Reasons to leave the banking system NOW
Commerce Bank: A Cool Culture Reduced to a 'Footprint'
Posted by Christopher Stevenson
I'm feeling a bit blue today. Why? When I woke up this morning, the first thing I read on my Google home page was that Commerce Bancorp is being acquired by Toronto-Dominion Bank (TD). It shouldn't really bother me; heck, there isn't even a Commerce Bank in Wisconsin. And I should have expected it, since former CEO Vernon Hill's indiscretions came to light. Nevertheless, it's hanging over my day the way the stench of sweaty kids and old fries looms in a McDonald's PlayPlace. But, why should I care?
I like the Commerce Bank model. Commerce is one of the few financial institutions that has broken through the white noise of financial services. They've made a name for themselves, not because of their guaranteed low rates (their rates stink) or their ability to serve all people (they advertise their crummy rates to help folks who are looking for good rates "opt-out" of their services), but because of their service culture.

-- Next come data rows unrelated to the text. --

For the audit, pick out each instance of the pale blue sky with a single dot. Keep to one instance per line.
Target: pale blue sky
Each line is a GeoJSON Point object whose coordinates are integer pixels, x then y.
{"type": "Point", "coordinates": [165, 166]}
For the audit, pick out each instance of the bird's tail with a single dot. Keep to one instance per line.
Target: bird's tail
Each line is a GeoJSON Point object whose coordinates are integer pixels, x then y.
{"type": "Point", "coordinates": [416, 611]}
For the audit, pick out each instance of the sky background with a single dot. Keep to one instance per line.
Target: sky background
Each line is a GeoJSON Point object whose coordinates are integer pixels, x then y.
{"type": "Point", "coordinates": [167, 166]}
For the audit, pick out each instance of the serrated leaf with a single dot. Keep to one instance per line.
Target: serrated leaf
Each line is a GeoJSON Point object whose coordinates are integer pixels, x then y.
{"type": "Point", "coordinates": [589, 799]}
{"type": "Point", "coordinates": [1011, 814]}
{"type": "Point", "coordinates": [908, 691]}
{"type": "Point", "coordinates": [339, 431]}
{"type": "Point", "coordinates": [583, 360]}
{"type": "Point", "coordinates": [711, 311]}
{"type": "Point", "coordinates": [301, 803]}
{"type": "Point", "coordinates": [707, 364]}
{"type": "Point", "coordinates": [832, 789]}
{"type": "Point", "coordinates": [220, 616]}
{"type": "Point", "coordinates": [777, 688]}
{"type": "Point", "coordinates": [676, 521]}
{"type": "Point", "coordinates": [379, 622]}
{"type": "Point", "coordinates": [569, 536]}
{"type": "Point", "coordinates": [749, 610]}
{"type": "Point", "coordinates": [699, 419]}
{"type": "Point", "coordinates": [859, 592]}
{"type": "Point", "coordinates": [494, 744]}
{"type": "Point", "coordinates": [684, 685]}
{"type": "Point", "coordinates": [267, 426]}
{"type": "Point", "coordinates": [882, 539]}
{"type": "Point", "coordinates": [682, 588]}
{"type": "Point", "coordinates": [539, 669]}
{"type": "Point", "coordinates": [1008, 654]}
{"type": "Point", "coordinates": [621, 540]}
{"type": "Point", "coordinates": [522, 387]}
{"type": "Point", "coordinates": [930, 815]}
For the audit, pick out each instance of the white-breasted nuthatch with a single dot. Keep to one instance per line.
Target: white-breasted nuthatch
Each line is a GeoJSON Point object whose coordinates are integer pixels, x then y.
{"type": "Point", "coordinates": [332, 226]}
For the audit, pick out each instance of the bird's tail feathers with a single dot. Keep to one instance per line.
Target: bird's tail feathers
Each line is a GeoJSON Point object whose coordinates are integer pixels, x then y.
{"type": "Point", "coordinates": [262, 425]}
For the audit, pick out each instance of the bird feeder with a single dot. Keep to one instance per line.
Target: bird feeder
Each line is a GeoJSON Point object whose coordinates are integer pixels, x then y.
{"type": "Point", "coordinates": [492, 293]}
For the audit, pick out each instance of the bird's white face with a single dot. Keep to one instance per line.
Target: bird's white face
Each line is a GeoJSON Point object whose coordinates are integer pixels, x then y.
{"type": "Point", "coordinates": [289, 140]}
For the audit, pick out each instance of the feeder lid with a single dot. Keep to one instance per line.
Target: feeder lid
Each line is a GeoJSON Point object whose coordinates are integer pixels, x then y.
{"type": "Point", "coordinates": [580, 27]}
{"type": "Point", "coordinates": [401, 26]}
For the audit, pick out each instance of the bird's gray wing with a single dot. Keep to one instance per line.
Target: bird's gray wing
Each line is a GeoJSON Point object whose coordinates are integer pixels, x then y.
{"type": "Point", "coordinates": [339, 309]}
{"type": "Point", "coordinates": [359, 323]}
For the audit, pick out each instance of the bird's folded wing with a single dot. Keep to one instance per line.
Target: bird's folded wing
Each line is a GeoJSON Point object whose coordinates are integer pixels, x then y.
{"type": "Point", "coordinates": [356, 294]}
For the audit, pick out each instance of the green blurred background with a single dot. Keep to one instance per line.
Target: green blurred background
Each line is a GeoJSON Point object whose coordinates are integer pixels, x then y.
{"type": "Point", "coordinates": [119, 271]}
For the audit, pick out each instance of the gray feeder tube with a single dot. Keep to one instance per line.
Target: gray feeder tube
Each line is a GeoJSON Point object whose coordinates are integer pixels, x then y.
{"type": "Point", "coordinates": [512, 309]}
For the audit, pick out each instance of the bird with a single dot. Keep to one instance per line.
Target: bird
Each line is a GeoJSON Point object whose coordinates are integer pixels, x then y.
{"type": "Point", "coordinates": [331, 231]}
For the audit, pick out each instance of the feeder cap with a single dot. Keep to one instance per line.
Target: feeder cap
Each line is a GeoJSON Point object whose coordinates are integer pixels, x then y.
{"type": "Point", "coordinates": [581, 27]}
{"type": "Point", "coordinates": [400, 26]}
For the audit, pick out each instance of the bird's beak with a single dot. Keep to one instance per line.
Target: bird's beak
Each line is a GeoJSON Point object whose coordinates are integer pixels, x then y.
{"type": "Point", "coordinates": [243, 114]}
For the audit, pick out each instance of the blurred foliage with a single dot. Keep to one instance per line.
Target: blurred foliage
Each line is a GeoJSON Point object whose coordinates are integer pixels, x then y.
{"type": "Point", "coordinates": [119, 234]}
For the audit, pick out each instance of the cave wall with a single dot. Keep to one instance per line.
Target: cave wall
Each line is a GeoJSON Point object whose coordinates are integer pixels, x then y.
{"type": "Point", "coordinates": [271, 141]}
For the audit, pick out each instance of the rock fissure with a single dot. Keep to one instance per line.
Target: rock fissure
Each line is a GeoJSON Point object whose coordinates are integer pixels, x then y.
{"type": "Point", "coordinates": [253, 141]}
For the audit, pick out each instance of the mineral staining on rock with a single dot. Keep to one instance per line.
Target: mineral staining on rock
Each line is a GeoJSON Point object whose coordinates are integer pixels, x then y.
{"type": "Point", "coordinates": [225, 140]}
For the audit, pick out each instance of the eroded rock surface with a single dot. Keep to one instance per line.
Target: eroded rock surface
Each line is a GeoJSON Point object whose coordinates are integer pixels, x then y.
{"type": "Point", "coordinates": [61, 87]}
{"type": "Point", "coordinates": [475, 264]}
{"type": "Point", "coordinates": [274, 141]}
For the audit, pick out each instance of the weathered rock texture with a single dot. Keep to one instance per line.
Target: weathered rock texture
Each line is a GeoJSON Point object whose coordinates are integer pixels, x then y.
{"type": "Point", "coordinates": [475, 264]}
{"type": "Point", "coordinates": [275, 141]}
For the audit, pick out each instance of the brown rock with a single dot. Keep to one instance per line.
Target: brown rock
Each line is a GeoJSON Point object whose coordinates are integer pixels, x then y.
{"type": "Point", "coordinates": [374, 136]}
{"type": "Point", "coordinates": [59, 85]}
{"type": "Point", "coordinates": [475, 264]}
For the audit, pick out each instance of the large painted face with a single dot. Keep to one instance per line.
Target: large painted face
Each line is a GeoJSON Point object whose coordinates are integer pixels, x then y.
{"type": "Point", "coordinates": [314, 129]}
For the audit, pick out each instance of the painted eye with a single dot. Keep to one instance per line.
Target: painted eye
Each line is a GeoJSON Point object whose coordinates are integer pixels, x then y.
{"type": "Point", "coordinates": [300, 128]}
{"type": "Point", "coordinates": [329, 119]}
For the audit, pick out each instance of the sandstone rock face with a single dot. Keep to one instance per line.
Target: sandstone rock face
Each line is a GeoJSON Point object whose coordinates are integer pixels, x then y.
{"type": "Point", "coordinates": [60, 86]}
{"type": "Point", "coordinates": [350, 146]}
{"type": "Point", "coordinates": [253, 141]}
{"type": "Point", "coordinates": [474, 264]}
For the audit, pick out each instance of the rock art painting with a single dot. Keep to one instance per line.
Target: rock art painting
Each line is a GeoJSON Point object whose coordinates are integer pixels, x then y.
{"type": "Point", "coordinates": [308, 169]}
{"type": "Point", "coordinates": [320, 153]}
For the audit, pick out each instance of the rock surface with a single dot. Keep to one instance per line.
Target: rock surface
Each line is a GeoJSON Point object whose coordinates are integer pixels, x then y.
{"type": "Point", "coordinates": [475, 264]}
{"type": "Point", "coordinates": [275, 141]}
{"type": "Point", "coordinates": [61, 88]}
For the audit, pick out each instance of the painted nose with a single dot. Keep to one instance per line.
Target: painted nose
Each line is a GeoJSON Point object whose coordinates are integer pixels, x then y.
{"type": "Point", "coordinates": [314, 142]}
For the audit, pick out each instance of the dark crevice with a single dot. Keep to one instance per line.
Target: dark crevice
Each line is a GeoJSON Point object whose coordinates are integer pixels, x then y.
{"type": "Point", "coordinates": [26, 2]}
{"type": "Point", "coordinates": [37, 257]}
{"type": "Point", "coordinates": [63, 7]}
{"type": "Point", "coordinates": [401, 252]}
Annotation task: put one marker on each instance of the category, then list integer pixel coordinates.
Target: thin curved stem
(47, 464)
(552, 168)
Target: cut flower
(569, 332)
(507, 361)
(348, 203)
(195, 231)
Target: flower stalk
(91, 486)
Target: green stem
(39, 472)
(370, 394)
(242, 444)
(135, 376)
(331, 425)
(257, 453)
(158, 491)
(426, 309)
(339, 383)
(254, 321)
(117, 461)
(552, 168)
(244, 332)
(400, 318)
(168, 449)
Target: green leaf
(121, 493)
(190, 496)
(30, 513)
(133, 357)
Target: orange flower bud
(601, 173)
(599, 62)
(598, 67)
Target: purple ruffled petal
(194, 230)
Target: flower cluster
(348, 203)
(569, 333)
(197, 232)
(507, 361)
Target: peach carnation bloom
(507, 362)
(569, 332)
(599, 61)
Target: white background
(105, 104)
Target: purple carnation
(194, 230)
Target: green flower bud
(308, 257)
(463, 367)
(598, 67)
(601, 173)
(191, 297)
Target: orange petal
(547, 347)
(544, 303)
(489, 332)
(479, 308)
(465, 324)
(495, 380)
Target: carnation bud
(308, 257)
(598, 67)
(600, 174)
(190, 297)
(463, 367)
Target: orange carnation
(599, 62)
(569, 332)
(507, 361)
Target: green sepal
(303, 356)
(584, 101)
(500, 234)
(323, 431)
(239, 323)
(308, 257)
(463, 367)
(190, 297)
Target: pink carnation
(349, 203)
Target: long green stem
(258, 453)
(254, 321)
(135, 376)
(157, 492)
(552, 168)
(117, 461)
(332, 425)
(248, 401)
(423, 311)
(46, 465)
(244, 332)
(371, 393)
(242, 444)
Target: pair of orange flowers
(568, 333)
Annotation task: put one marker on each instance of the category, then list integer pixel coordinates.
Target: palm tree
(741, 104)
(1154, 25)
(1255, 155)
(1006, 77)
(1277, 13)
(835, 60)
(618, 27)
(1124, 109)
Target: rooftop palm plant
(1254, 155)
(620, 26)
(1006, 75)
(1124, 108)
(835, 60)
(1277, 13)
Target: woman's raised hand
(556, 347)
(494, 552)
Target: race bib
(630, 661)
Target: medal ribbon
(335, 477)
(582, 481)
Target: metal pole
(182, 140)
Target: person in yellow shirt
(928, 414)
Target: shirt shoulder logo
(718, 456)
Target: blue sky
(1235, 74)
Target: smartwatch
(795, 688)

They've built a culture around making banking a retail experience, calling their branches "stores." They set the standard for longer hours and their staff is cheerful (one of their hiring standards is that new hires must smile in a resting state). And they've been the focus of a Harvard Business School case study and included in Bill Taylor and Polly LaBarre's Mavericks at Work. Not many FIs can claim the amount of positive press that Commerce has earned. It's a model I wish CUs had figured out first (minus the crooked CEO, of course).
The question lingers: Will Commerce Bank lose its identity in this acquisition? It seems to me that TD would be foolish to mess with success, but you never know. How much tolerance will TD have for the radical step-child? Will Commerce become just another mediocre player? Could be.
When I read the press release, I saw nothing about Commerce's unique culture or strategy. What I saw was this:
"The combination of Commerce with TD Banknorth doubles the scale of our U.S. banking business and accelerates our transformation to a leading North American financial institution," said Ed Clark, President and Chief Executive Officer, TD Bank Financial Group. "Commerce brings an impressive geographic footprint and market share in a contiguous region and a complementary North American retail banking business model."
Size. Footprint. Market share. Doesn't seem like TD has much interest in Commerce for what made Commerce great, does it? Well, on the bright side, if Commerce goes mediocre, it's one less player standing in credit unions' way.
Hmm, my day just got a little brighter.